[cfe-dev] Supporting -finput-charset, -fexec-charset and -fwide-exec-charset?

Fri Jun 17 12:51:45 PDT 2011

For the BOM detection, I meant that we should always go with the user
specified -finput-charset option, simply issuing a warning if it
contradicts what the user told us. gcc always goes with what the user
specified in -finput-charset.

As for edge cases, consider something like:

char c = '(some Han character that takes 4 bytes)';
char d = '0xFFC';

Here, gcc will trim the character. You get:

test.c:6:12: warning: character constant too long for its type
test.c:6:13: warning: character constant too long for its type

This seems to be tied to the -Wcharacter-truncation option.

Another example is:

wchar_t* str = L"abcdef\x54ghijklmnop";

If sizeof(wchar_t) == 4, we normally expect characters to be aligned
to 4 byte boundary. The string suggests that a single byte is inserted
in the middle which leaves the compiler with an issue of
interpretation. It seems that gcc zero-pads the value to align it.

A more complex case is when you take that same string and tell gcc
-fwide-exec-charset=ASCII. This doesn't make a lot of sense, but gcc
happily takes it.

In these cases, we simply have to be sure we correctly gcc's behavior
and make sure we have adequate test coverage.

-Scott

On Fri, Jun 17, 2011 at 9:43 AM, Chris Lattner <clattner at apple.com> wrote:
>
> On Jun 15, 2011, at 12:10 AM, Scott Conger wrote:
>
>> Thanks for the reply Chris.
>>
>> I was going to put off universal-character-names for now.

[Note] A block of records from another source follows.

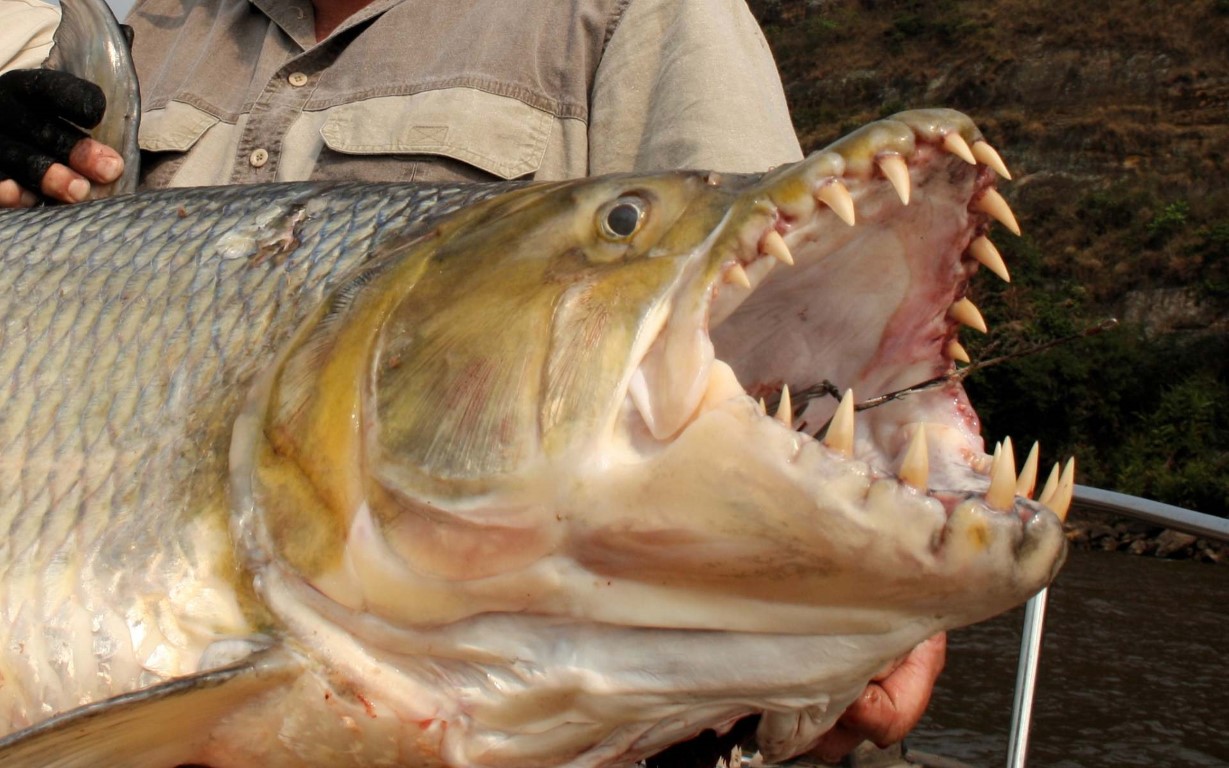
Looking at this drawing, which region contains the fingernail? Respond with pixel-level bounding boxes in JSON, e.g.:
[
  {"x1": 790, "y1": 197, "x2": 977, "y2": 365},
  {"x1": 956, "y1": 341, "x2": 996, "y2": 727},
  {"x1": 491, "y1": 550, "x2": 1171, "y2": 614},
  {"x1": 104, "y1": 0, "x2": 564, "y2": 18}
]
[
  {"x1": 95, "y1": 157, "x2": 124, "y2": 184},
  {"x1": 69, "y1": 178, "x2": 90, "y2": 203}
]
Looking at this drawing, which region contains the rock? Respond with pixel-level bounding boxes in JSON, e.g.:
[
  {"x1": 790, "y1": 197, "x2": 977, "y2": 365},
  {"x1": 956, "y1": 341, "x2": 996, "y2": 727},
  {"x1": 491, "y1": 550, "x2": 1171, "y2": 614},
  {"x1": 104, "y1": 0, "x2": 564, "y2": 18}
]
[{"x1": 1155, "y1": 528, "x2": 1198, "y2": 558}]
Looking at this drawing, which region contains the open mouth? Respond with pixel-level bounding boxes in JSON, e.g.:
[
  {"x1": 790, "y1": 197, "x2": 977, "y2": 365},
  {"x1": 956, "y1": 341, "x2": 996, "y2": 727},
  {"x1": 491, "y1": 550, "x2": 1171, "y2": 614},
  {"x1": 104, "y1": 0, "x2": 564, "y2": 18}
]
[{"x1": 619, "y1": 111, "x2": 1074, "y2": 548}]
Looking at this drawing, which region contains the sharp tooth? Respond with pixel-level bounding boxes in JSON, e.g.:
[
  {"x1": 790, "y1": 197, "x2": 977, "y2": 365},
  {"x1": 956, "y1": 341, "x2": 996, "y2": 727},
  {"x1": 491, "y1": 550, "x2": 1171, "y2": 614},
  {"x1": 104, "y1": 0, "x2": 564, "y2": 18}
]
[
  {"x1": 725, "y1": 262, "x2": 751, "y2": 290},
  {"x1": 762, "y1": 230, "x2": 791, "y2": 267},
  {"x1": 815, "y1": 179, "x2": 854, "y2": 226},
  {"x1": 1046, "y1": 458, "x2": 1075, "y2": 521},
  {"x1": 777, "y1": 385, "x2": 794, "y2": 428},
  {"x1": 1037, "y1": 464, "x2": 1061, "y2": 506},
  {"x1": 977, "y1": 189, "x2": 1020, "y2": 235},
  {"x1": 948, "y1": 297, "x2": 987, "y2": 333},
  {"x1": 943, "y1": 134, "x2": 977, "y2": 166},
  {"x1": 879, "y1": 155, "x2": 909, "y2": 205},
  {"x1": 986, "y1": 437, "x2": 1015, "y2": 512},
  {"x1": 823, "y1": 390, "x2": 854, "y2": 456},
  {"x1": 973, "y1": 141, "x2": 1011, "y2": 181},
  {"x1": 968, "y1": 237, "x2": 1011, "y2": 283},
  {"x1": 948, "y1": 339, "x2": 971, "y2": 362},
  {"x1": 1015, "y1": 442, "x2": 1040, "y2": 499},
  {"x1": 901, "y1": 424, "x2": 930, "y2": 490}
]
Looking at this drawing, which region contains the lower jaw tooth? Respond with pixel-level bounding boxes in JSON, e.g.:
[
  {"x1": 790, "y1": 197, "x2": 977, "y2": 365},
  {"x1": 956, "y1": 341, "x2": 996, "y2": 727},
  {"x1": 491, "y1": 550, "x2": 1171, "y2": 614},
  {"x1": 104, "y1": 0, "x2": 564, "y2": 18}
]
[
  {"x1": 986, "y1": 437, "x2": 1016, "y2": 511},
  {"x1": 900, "y1": 424, "x2": 930, "y2": 490}
]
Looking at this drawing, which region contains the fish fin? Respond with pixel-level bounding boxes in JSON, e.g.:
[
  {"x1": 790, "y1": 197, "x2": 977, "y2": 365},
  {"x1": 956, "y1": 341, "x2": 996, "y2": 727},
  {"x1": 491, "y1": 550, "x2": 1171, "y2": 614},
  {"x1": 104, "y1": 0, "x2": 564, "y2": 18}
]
[{"x1": 0, "y1": 649, "x2": 301, "y2": 768}]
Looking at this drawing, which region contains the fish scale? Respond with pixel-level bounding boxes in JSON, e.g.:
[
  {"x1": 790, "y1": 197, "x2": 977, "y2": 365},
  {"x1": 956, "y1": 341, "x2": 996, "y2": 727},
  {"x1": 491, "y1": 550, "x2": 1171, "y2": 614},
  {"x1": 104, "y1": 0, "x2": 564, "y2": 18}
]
[{"x1": 0, "y1": 184, "x2": 506, "y2": 724}]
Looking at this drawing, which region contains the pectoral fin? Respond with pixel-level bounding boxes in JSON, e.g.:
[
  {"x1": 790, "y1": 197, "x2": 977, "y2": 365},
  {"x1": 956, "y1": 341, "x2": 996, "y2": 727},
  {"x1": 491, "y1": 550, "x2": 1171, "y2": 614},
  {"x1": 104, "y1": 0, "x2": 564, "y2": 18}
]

It should be
>> easy to add afterward.
>
> Makes sense.
>
>> For the BOM and input character sets the general scheme I have at the moment is:
>>
>> * Check for BOM (warning if it contradicts the inputcharset option)
>
> Ok, I don't know GCC's policy on this (it's best to follow it for compatibility unless it is completely insane) but it seems reasonable that the -finput-charset option should only specify a charset for files without a BOM.  If a file has a BOM, we should probably follow it.
>
>> * If inputcharset option is UTF-8, the locale specified encoding is
>> UTF-8 or there is a UTF-8 BOM, just validate the input (performance
>> hit later on if there can be invalid UTF-8)
>
> If I understand correctly, the only invalid UTF8 occurs with high characters.  This can probably be inlined into the lexer at near-zero cost to avoid a prepass.
>
>> * If user specified a non-UTF-8 inputcharset, use iconv to convert
>> (ignoring the BOM, which might be a false positive)
>> * For other BOM, use iconv to convert
>
> Yep.
>
>> The fallback is to check if every byte is < 128, using iconv or the
>> windows API to convert from the native encoding if a high bit is set.
>> This appears to be a valid assumption on everything except IBM
>> machines with native ebcdic, which I'm ignoring since Clang won't
>> compile anyways.
>
> Yes, we don't care about EBCDIC. If someone comes around with a deep passion for it later, we can deal with it then.
>
>> The main issue that I've run into is compatibility. My experimentation
>> with gcc shows a lot of edge cases such as specifying a
>> wide-exec-charset that is some 8 bit encoding, or putting octal/hex in
>> a string that violates the alignment.
>
> I'm not sure what you mean here,
>
> -Chris
>